Portrait of Mary Wollstonecraft by John Opie (c.1797). Wikimedia Commons
Portrait of Mary Wollstonecraft by John Opie (c.1797). Wikimedia Commons

A statue of Mary Wollstonecraft on Newington Green could finally happen after two political heavy-weights threw their support behind the long-running campaign.

The Education Secretary and Minister for Women Nicky Morgan, as well as the Labour leader Jeremy Corbyn, have praised the efforts of the Mary on the Green campaign to commission a statue of Enlightenment thinker Wollstonecraft on Newington Green, next to the school where she once taught.

“It’s time we celebrated the women who have shaped our country,” Mr Corbyn said. “Let’s start with a statue of Mary Wollstonecraft – one of the great pioneers of women’s equality.”

Mr Corbyn described as “shocking” how the vast majority of statues and memorials in the UK depict men, adding: “It is time to redress the balance and honour the millions of women who have transformed Britain for the better.”

The Independent last weekend reported that the Department for Education may get involved with the campaign to commemorate Wollstonecraft, who in the late 18th century penned the philosophical treatise A Vindication of the Rights of Woman.

“Nicky Morgan’s people have expressed an interest.
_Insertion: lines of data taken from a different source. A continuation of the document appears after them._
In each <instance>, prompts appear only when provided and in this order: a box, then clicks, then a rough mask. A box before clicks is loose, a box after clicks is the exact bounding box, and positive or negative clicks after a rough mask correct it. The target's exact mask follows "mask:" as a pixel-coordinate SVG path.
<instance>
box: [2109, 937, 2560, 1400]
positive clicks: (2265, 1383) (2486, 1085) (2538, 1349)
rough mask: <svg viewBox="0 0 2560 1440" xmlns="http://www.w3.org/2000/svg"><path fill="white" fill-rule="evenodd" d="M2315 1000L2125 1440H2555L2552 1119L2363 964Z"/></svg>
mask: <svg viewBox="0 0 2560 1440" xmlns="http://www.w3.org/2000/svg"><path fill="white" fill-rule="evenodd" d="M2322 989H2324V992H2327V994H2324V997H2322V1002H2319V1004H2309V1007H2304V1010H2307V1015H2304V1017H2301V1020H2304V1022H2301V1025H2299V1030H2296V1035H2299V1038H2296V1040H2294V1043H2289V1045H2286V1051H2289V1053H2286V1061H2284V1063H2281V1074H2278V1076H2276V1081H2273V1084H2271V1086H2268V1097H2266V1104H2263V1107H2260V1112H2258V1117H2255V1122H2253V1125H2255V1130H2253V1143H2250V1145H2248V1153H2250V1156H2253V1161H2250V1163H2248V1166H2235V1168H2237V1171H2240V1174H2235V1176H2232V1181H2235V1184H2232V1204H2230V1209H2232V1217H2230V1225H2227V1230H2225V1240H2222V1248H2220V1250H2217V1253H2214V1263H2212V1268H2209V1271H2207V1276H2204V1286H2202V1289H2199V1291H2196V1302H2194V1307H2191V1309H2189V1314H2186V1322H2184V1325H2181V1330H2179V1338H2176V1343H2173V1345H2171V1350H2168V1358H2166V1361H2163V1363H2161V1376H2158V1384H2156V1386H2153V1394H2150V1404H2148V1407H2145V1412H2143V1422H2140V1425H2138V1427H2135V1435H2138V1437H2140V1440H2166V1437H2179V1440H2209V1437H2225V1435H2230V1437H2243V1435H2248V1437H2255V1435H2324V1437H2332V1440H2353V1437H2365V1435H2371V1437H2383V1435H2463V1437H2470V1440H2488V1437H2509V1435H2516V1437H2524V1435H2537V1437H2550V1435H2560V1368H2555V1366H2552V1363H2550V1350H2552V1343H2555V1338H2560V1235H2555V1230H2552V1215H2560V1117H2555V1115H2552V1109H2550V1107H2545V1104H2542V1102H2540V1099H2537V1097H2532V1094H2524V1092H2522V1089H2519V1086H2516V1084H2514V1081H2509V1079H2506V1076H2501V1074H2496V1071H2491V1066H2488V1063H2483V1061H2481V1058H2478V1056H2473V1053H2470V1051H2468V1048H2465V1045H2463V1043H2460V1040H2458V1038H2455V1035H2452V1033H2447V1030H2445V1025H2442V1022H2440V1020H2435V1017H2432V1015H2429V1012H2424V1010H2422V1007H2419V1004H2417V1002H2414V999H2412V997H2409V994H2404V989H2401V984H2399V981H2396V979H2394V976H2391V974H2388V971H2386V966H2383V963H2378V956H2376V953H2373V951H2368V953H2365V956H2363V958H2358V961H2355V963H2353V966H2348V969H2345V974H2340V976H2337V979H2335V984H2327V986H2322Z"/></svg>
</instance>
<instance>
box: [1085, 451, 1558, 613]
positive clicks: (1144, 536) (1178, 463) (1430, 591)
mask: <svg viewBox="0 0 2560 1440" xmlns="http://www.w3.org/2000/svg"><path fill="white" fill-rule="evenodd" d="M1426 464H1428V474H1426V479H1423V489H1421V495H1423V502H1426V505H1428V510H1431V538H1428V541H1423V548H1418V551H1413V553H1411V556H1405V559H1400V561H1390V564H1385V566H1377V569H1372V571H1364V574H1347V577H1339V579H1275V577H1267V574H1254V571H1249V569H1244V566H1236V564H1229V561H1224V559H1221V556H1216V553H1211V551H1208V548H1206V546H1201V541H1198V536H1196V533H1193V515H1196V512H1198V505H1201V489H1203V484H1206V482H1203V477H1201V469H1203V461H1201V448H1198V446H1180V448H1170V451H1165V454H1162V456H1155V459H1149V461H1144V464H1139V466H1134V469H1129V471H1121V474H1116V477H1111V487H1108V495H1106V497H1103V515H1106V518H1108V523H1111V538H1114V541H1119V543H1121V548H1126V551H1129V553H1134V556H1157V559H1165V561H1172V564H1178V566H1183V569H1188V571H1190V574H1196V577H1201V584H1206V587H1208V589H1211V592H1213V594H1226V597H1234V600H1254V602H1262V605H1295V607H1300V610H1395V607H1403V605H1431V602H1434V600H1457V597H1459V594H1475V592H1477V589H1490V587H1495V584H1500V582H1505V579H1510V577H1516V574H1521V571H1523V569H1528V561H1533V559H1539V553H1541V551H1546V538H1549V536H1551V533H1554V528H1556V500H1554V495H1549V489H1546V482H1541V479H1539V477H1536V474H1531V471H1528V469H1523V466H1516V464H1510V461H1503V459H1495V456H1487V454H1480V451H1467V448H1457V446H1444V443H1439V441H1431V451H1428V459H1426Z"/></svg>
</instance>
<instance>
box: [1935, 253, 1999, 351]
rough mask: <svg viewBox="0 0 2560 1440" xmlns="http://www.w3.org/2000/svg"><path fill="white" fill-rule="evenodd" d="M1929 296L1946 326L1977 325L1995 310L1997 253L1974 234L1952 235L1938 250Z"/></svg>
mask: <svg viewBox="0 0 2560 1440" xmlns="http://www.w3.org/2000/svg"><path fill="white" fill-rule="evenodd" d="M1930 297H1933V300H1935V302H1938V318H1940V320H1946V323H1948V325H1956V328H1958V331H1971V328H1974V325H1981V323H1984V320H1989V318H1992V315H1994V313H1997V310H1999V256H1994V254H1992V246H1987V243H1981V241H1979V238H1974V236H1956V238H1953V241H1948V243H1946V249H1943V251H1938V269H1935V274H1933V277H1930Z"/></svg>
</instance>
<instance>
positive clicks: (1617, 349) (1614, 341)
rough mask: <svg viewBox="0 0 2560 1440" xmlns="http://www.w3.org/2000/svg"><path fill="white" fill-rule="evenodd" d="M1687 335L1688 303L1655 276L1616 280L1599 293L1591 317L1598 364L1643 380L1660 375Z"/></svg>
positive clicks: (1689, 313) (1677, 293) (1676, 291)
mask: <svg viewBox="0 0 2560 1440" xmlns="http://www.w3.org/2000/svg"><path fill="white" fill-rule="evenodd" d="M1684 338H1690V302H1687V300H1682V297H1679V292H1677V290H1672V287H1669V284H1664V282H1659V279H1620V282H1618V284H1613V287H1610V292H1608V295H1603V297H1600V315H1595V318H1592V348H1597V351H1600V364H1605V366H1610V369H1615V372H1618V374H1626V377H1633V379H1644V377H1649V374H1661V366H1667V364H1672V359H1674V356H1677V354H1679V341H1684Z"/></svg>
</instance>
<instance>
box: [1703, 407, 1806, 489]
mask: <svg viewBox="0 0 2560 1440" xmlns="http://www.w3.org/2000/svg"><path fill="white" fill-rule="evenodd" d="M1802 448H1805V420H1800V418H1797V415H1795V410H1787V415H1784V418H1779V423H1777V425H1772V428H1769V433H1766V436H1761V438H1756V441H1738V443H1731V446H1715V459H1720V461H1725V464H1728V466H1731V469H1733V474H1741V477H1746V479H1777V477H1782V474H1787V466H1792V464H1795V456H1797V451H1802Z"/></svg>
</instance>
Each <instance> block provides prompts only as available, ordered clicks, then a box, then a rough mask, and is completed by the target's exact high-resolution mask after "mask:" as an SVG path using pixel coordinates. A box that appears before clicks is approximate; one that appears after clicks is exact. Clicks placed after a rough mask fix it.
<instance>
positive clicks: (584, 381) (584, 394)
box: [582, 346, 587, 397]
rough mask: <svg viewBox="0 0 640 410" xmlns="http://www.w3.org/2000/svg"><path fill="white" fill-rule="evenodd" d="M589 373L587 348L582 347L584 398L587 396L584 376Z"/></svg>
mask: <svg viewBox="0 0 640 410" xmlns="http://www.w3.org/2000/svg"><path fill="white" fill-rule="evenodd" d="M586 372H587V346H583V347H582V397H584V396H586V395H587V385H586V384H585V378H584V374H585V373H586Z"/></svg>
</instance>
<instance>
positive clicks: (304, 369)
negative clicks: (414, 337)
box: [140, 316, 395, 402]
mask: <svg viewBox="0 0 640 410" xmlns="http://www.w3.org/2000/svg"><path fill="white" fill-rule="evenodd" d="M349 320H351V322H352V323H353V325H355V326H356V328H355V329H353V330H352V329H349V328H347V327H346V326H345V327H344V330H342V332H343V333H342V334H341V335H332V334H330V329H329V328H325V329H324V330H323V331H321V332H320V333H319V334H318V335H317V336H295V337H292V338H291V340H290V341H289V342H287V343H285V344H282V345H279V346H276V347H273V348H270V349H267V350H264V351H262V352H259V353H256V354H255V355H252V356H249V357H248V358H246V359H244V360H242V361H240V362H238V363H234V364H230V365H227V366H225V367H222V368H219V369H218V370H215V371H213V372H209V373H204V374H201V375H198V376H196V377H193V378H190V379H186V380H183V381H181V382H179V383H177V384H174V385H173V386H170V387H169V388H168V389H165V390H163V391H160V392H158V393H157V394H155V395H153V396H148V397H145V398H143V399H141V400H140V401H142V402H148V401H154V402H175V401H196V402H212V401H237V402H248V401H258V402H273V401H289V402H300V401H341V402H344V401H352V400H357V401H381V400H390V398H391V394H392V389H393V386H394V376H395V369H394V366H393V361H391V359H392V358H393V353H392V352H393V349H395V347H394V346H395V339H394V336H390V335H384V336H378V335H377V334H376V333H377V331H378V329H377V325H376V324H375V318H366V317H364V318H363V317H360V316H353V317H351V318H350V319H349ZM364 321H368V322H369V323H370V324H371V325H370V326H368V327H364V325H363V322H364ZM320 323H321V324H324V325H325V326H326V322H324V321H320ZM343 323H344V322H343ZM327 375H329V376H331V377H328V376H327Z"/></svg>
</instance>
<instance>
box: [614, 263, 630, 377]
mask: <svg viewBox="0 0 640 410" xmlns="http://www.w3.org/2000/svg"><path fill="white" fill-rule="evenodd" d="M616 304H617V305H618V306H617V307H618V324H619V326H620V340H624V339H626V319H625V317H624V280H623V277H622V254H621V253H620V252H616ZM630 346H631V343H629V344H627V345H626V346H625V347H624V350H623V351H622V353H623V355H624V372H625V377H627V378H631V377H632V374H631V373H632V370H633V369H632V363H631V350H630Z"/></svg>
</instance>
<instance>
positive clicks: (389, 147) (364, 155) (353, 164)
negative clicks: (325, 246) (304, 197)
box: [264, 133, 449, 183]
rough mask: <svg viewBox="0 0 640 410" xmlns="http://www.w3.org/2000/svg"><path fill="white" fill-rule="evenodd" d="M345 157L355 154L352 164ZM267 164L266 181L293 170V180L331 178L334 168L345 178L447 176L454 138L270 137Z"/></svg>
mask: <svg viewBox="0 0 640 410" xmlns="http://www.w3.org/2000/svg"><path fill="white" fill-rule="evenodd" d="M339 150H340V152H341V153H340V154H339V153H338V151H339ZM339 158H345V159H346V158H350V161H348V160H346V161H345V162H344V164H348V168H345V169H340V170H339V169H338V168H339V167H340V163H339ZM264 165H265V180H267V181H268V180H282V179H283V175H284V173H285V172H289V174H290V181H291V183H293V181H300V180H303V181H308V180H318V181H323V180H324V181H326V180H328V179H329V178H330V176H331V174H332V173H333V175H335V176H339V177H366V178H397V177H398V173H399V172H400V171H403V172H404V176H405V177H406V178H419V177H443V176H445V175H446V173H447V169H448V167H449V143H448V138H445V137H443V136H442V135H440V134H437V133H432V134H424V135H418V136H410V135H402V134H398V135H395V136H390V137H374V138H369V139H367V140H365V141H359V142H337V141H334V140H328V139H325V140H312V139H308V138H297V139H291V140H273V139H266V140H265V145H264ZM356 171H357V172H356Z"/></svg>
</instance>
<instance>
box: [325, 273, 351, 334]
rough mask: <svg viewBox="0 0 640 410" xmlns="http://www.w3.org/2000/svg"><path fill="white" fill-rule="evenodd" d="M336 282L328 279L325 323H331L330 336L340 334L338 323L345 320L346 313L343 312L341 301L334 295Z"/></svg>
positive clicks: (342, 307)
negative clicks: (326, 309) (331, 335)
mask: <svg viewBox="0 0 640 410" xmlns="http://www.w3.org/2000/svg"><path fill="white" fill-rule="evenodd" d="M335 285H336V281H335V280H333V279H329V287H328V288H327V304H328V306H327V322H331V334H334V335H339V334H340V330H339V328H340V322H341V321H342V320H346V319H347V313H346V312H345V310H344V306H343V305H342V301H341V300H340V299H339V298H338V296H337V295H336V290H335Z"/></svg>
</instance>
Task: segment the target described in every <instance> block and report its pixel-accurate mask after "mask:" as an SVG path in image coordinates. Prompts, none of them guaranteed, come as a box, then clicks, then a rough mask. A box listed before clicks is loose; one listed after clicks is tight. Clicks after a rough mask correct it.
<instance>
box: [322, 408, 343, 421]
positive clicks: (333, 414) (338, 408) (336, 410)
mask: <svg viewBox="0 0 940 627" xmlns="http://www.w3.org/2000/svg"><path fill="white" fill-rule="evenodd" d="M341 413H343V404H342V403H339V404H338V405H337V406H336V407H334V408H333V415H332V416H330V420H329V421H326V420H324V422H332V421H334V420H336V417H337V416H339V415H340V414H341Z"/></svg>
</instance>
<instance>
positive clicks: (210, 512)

They’re looking over our numbers and we’re really excited about that support,” said Bee Rowlatt, chair of Mary on the Green.

Asked to comment by the East End Review, Ms Morgan said:

“We need to make sure girls grow up seeing influential women like this represented – in literature, through education and among the statues we have to celebrate the work and sacrifice of our most influential figures.

“I welcome any efforts to raise this important issue and ensure that women take their rightful place in our cultural history.”

As the spokesperson for Mary on the Green, whose supporters number the likes of Shami Chakrabarti, the director of Liberty, and the broadcaster Melvyn Bragg, Ms Rowlatt said that it was important that Wollstonecraft be celebrated in the part of London that helped form her radical views.

“She lived in this radical community of extraordinary people like Richard Pryce and where she became a writer and the huge Enlightenment philosopher for which we value her today.

“People say, ‘Why a statue? Why not equal pay or FGM? But this is about visibility of women, and a headcount of London statues shows that nine out of 10 of them are of men.

“She’s an icon of social mobility and I think it’s really important that a woman of her stature, who came from nowhere and achieved so much but is yet to be recognised, is visible.”